Credit: Lara Crow/NPG

Resistance to cancer therapies that target vascular endothelial growth factor (VEGF) signalling is an important clinical problem, the mechanisms of which are poorly understood. A role for the tumour microenvironment in mediating resistance is increasingly being appreciated, so Chung, Ferrara and colleagues investigated how the tumour stroma might affect resistance to VEGF-targeted therapy.

Analysis of proteins secreted by lymphoma cell lines that were previously shown to be resistant (EL4 cells) or sensitive (TIB-6 cells) to antibodies that inhibit VEGF revealed a potential role for interleukin-17 (IL-17), which is produced in vivo by T helper 17 (TH17) cells. This cytokine was abundantly expressed both in vitro by EL4 cells compared with TIB-6 cells, and in mice bearing EL4 tumours. The authors initially examined the role of IL-17 in resistance to VEGF antibodies in three different mouse models. In a syngeneic model, immunocompetent mice bearing EL4 tumours were treated with a monoclonal antibody against IL-17 and/or VEGF antibodies; combination therapy reduced tumour volume significantly more than treatment with either antibody alone. Second, genetic loss of the IL-17 receptor in the host (Il17rc−/− mice, which are defective in TH17 effector function) improved the response of EL4 tumours to VEGF antibodies compared with wild-type mice. Third, enforced expression of IL-17 in TIB-6 cells reduced the sensitivity of these cells to VEGF antibodies when they were implanted into immunodeficient mice. These data suggest that IL-17 is both necessary and sufficient to induce resistance to anti-VEGF therapy.
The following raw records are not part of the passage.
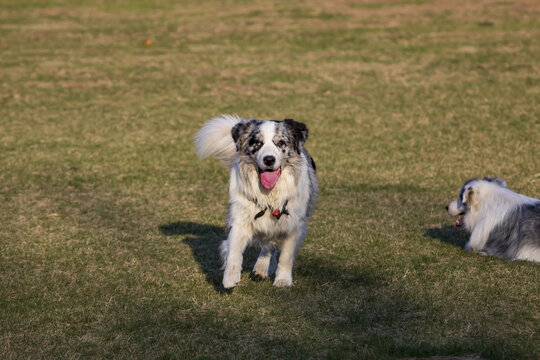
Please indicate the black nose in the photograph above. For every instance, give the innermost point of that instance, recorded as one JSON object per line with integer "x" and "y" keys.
{"x": 269, "y": 160}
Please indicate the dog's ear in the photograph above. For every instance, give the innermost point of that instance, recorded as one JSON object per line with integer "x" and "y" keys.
{"x": 299, "y": 132}
{"x": 237, "y": 132}
{"x": 497, "y": 181}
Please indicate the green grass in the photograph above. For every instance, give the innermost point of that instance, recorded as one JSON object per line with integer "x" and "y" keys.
{"x": 109, "y": 225}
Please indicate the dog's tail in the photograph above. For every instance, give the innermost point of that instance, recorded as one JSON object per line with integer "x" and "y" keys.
{"x": 215, "y": 139}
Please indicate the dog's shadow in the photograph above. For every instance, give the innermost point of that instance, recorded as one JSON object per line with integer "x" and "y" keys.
{"x": 449, "y": 234}
{"x": 204, "y": 241}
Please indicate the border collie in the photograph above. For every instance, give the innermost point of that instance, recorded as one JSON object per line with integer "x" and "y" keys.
{"x": 273, "y": 188}
{"x": 502, "y": 223}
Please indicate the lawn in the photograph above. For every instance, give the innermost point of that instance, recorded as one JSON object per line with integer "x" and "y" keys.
{"x": 110, "y": 225}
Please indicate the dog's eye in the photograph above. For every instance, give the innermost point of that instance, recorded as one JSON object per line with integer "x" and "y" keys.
{"x": 255, "y": 142}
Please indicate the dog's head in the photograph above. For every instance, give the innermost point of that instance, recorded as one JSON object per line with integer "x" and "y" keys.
{"x": 269, "y": 146}
{"x": 470, "y": 196}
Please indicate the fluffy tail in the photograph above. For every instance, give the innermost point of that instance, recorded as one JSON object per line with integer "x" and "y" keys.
{"x": 215, "y": 139}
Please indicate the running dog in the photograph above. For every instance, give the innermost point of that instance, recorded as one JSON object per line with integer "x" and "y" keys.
{"x": 273, "y": 189}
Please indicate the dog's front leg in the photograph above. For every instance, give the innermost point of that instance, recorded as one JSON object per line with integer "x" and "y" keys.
{"x": 289, "y": 248}
{"x": 263, "y": 267}
{"x": 236, "y": 244}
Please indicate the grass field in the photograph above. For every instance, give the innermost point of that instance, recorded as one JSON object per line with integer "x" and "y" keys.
{"x": 109, "y": 224}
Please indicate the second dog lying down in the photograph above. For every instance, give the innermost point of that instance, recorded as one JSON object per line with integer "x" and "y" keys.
{"x": 502, "y": 223}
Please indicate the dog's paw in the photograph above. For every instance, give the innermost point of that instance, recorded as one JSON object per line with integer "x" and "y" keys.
{"x": 283, "y": 281}
{"x": 231, "y": 278}
{"x": 257, "y": 276}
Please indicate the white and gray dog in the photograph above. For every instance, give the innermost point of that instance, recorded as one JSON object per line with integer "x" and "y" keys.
{"x": 502, "y": 223}
{"x": 273, "y": 189}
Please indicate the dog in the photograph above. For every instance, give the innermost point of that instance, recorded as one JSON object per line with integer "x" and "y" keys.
{"x": 273, "y": 189}
{"x": 502, "y": 223}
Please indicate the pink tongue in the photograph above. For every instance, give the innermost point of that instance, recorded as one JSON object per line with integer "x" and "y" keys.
{"x": 270, "y": 178}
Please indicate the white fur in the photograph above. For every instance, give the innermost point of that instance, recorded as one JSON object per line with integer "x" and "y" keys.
{"x": 247, "y": 197}
{"x": 489, "y": 203}
{"x": 213, "y": 139}
{"x": 493, "y": 205}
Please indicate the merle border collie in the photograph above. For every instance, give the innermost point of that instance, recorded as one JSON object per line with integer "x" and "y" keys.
{"x": 502, "y": 223}
{"x": 273, "y": 189}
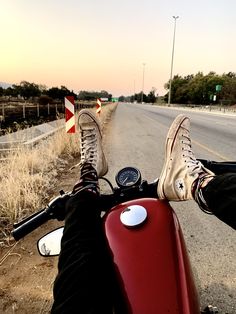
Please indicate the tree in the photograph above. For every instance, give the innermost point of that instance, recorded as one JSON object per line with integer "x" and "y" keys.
{"x": 27, "y": 90}
{"x": 92, "y": 95}
{"x": 1, "y": 91}
{"x": 151, "y": 97}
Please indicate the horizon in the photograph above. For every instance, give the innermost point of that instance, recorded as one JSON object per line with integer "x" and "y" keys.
{"x": 103, "y": 46}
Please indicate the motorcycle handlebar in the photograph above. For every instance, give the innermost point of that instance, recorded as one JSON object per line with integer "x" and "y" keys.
{"x": 56, "y": 207}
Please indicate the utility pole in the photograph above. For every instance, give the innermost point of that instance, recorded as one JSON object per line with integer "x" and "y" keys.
{"x": 143, "y": 82}
{"x": 172, "y": 60}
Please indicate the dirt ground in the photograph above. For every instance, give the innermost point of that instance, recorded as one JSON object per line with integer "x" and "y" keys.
{"x": 26, "y": 278}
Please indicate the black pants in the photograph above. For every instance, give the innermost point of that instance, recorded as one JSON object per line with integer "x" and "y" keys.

combined treatment with IL-17 and VEGF antibodies significantly reduced ...tumour burden

What does IL-17 do in the tumour microenvironment? Serum levels of granulocyte-colony-stimulating factor (G-CSF) (an IL-17-inducible factor) were increased in wild-type EL4 tumour-bearing mice, but not in tumour-bearing Il17rc−/− mice. G-CSF regulates mobilization of several types of immune cells, and tumour-bearing wild-type mice had increased numbers of circulating and tumour-infiltrating CD11b+GR1+ immature myeloid cells compared with Il17rc−/− mice. Furthermore, EL4 tumours in mice lacking the G-CSF receptor had fewer infiltrating CD11b+GR1+ cells and an improved response to VEGF antibodies, indicating the importance of IL-17–G-CSF signalling and CD11b+GR1+ cells in mediating resistance to anti-VEGF therapy. IL-17 signalling also promoted both the effector functions of CD11b+GR1+ cells (including secretion of BV8 (also known as PROK2), a G-CSF-inducible angiogenic factor) and angiogenesis in a VEGF-independent manner.

The infiltration of TH17 cells is associated with poor prognosis in human lung and colorectal cancers, so the authors examined mouse models of these tumour types. VEGF antibodies more effectively reduced tumour burden, recruitment of CD11b+GR1+ cells, and levels of G-CSF and BV8 in Il17rc−/− mice implanted with Lewis lung carcinoma (LLC) cells than in wild-type mice. In wild-type mice, combined treatment with IL-17 and VEGF antibodies significantly reduced LLC or CT-26 colorectal tumour burden compared with anti-VEGF alone.

In advanced human colorectal adenocarcinomas, the presence of IL-17-expresing TH17 cells and BV8-expressing cells were significantly correlated, suggesting a role for this pathway in human tumours. It remains to be determined how generalizable these results are to other tumour types and whether this signalling axis can be exploited to improve anti-VEGF therapy.